3

I am trying to read the rows of a csv file. My file looks like this

Col 1, Col 2, Col3
row11, row12, row13
row21, row22, row23
row31, row32, row33
...

I use the following command to read the rows

with open('~/data.csv') as f:
    r = csv.DictReader(f)
    for i in range(5):
        print(list(r)[i])

The output prints the first row, but then it give the out of index error right after.

IndexError                                Traceback (most recent call last)
<ipython-input-15-efcc4f8c760d> in <module>()
      2     r = csv.DictReader(f)
      3     for i in range(5):
----> 4         print(list(r)[i])

IndexError: list index out of range

I'm guessing I'm making a silly mistake somewhere, but can't spot it.
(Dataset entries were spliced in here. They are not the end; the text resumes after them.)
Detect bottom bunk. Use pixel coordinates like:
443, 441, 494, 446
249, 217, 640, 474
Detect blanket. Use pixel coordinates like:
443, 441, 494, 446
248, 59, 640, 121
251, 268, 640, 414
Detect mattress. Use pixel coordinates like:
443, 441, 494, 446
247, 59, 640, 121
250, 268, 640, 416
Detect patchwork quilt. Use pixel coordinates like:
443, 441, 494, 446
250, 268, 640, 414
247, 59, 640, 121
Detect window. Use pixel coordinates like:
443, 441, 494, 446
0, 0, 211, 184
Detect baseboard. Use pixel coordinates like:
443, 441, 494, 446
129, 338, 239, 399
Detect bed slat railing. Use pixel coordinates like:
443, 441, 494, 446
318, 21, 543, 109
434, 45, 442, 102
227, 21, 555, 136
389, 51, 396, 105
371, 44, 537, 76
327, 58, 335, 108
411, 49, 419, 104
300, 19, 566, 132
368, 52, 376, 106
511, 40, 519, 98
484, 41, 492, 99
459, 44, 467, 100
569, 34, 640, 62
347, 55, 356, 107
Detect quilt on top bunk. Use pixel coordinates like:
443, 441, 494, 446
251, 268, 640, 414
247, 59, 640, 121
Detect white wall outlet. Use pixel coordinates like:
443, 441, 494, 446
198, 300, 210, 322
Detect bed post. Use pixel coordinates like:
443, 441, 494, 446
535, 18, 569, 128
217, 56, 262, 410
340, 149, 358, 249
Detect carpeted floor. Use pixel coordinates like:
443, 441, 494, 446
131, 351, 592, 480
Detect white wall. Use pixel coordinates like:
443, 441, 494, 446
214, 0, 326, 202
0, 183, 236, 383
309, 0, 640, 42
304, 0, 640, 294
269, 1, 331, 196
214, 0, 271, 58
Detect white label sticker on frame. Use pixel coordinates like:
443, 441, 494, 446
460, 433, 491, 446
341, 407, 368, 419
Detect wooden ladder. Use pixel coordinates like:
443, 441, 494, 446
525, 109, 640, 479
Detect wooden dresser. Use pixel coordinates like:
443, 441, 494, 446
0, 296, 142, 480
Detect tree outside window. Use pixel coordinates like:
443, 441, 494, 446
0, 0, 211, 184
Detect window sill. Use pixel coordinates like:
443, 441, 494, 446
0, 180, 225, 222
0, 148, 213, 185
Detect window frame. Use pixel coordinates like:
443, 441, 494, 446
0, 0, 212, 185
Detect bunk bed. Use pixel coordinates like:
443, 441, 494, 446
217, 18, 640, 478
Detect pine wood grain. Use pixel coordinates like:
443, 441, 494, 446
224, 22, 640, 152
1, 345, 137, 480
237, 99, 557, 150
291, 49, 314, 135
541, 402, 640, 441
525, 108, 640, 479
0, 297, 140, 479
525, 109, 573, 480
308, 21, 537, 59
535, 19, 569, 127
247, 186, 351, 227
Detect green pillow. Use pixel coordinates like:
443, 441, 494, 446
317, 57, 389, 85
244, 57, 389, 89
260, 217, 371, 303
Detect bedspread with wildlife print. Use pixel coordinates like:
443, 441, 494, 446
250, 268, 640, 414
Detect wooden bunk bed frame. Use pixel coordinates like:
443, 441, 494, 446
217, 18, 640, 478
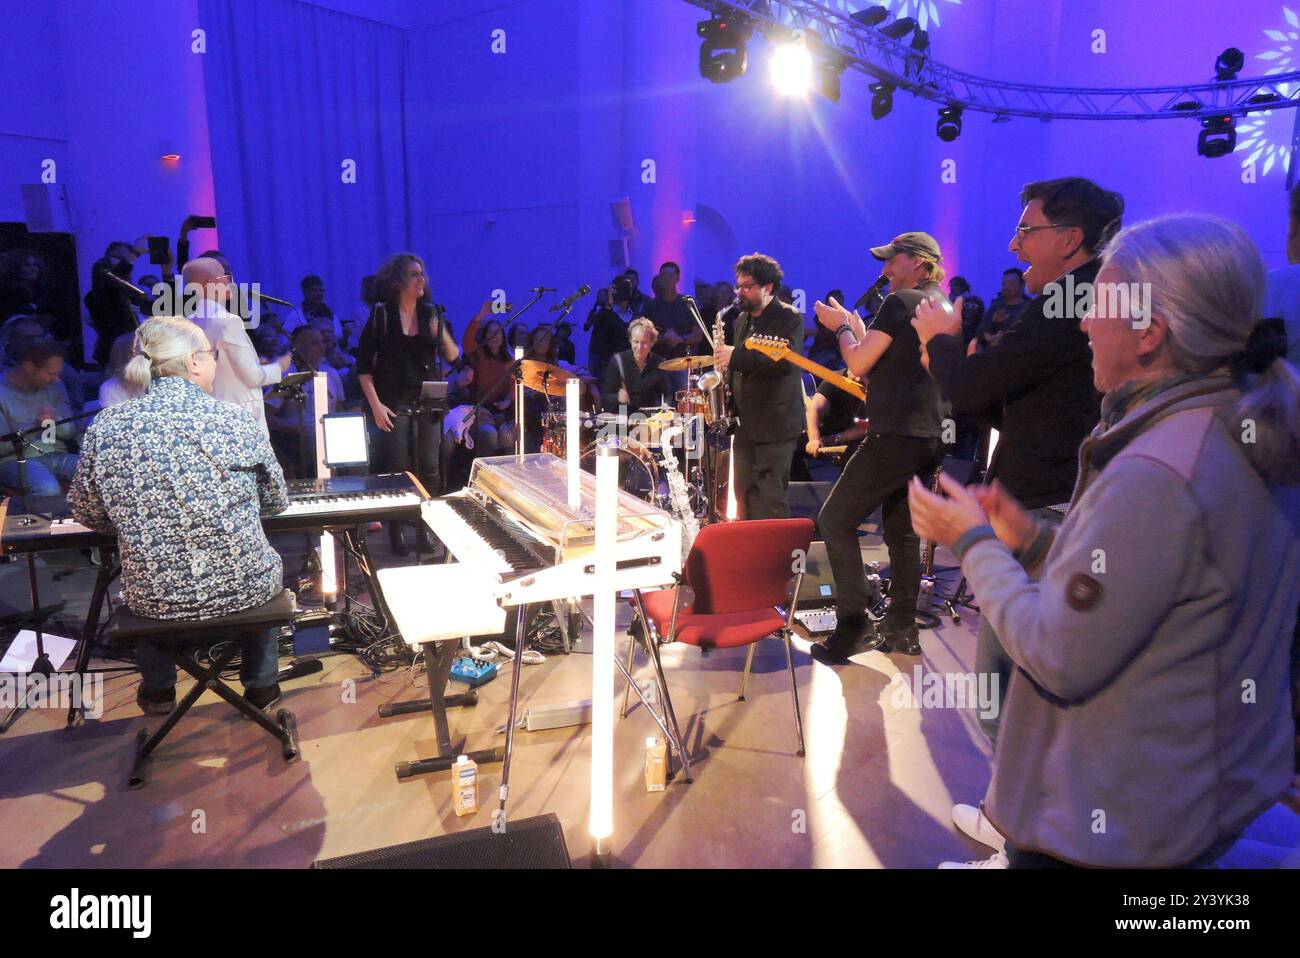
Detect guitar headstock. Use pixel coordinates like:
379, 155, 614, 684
744, 334, 791, 360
Any ideas on what I am doing wrong and how to fix it?

EDIT: This is the output of print(list(r)):

[{'Col 1': 'row11', ' Col3': ' row13', ' Col 2': ' row12'}, {'Col 1': 'row21', ' Col3': ' row23', ' Col 2': ' row22'}, {'Col 1': 'row31', ' Col3': ' row33', ' Col 2': ' row32'}, {'Col 1': 'row41', ' Col3': ' row43', ' Col 2': ' row42'}, {'Col 1': 'row51', ' Col3': ' row53', ' Col 2': ' row52'}, {'Col 1': 'row61', ' Col3': ' row63', ' Col 2': ' row62'}, {'Col 1': 'row71', ' Col3': ' row73', ' Col 2': ' row72'}, {'Col 1': 'row81', ' Col3': ' row83', ' Col 2': ' row82'}, {'Col 1': 'row91', ' Col3': ' row93', ' Col 2': ' row92'}, {'Col 1': 'row101', ' Col3': ' row103', ' Col 2': ' row102'}]
K1.
  • 275
  • 1
  • 2
  • 10

1 Answers1

5

DictReader(f) just gives you a one time look at your file -- you can only call list on it once, but you call it multiple times because it's within the loop. Later calls return an empty list. Just call list on it outside of the loop and save it in a variable, and you'll be golden.

That is:

r = csv.DictReader(f)
rows = list(r)
for i in range(5):
    print(rows[i])

Or, don't pull the whole thing into memory at any point:

for row in csv.DictReader(f):
    print row

If you'd like to keep the index around for other purposes:

 for i, row in enumerate(csv.DictReader(f)):
     print i, row

If you want to get specific rows from an iterator (which csv.DictReader is a special case of) without pulling the whole thing into memory, check out itertools.islice at https://docs.python.org/3/library/itertools.html. It basically allows list-style slicing on an iterator.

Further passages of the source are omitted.